Lanreotide is a synthetic 8-amino-acid cyclic somatostatin analog (MW ~1096.3 g/mol) available as a long-acting deep subcutaneous depot injection (Somatuline Depot/Autogel). It is FDA-approved for acromegaly and for the treatment of unresectable, well- or moderately-differentiated, locally advanced or metastatic gastroenteropancreatic neuroendocrine tumors (GEP-NETs). Lanreotide self-assembles into nanotubes at high concentration, enabling sustained drug release over 4 weeks from a single injection.

Pasireotide is a synthetic cyclohexapeptide somatostatin analog (MW ~1164.7 g/mol) with a unique broad somatostatin receptor binding profile, exhibiting high affinity for SSTR1, SSTR2, SSTR3, and SSTR5 (40-fold higher SSTR5 affinity than octreotide). It is FDA-approved for Cushing disease (Signifor SC, 2012) and acromegaly in patients inadequately controlled on first-generation somatostatin analogs (Signifor LAR, 2014). Pasireotide is the first pituitary-directed medical therapy approved specifically for Cushing disease.

Glucagon is a 29-amino-acid peptide hormone (MW ~3482.8 g/mol) produced by pancreatic alpha cells that serves as the primary counter-regulatory hormone to insulin. It is FDA-approved for the emergency treatment of severe hypoglycemia and as a diagnostic aid for GI radiographic examination. Multiple formulations are available: traditional reconstituted injection (GlucaGen), intranasal powder (Baqsimi, approved 2019), and ready-to-use auto-injector (Gvoke, approved 2019), representing significant advances in emergency usability.

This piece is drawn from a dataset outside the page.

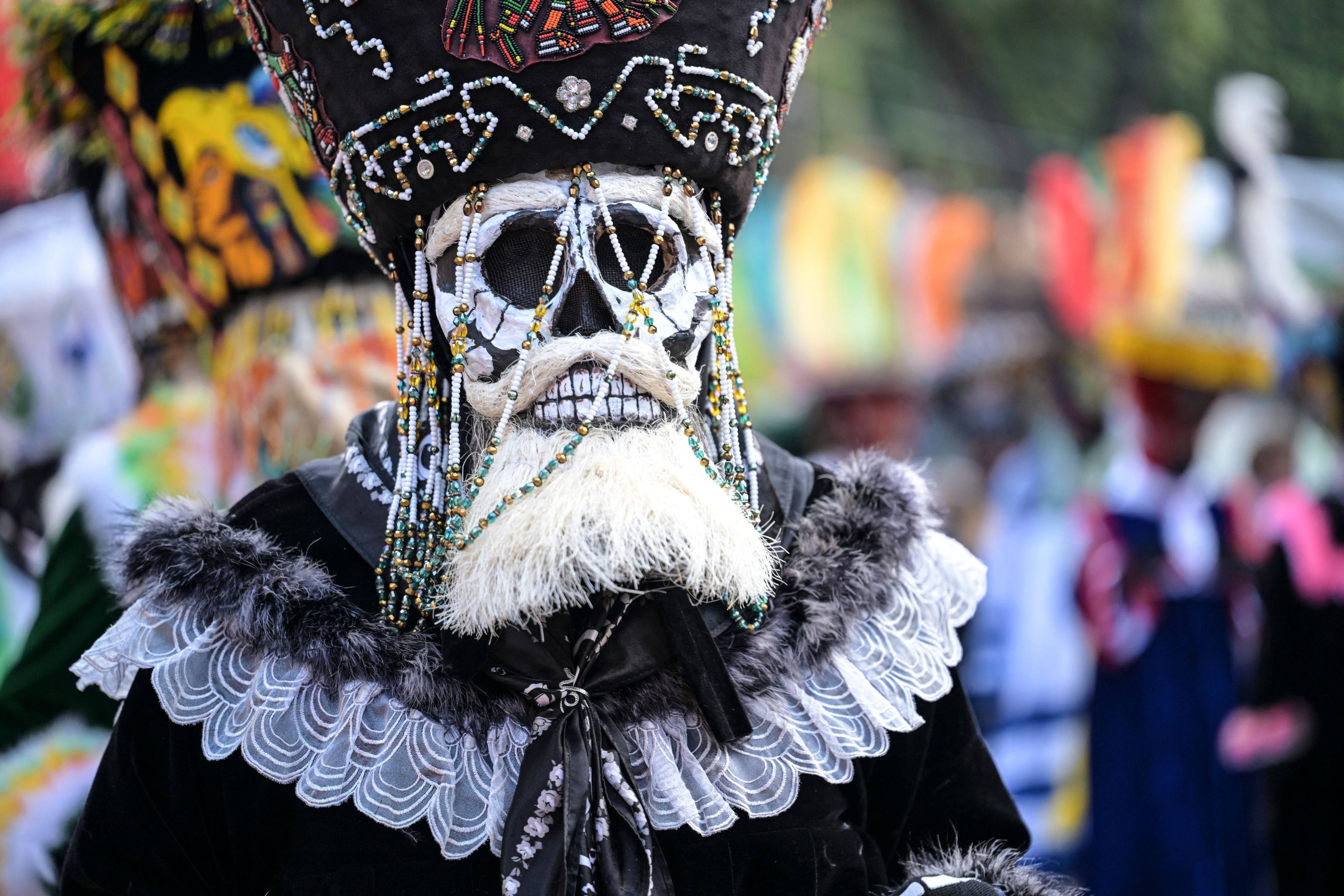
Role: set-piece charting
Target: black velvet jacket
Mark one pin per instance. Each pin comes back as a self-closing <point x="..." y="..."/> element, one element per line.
<point x="162" y="819"/>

Afamelanotide is a 13-amino-acid synthetic analog of alpha-melanocyte-stimulating hormone (alpha-MSH) with a molecular weight of approximately 1646.9 g/mol. It was FDA-approved in October 2019 (Scenesse) to increase pain-free light exposure in adults with a history of phototoxic reactions from erythropoietic protoporphyria (EPP). Afamelanotide is administered as a subcutaneous implant that releases the peptide over approximately 10 days, stimulating eumelanin production to provide photoprotection.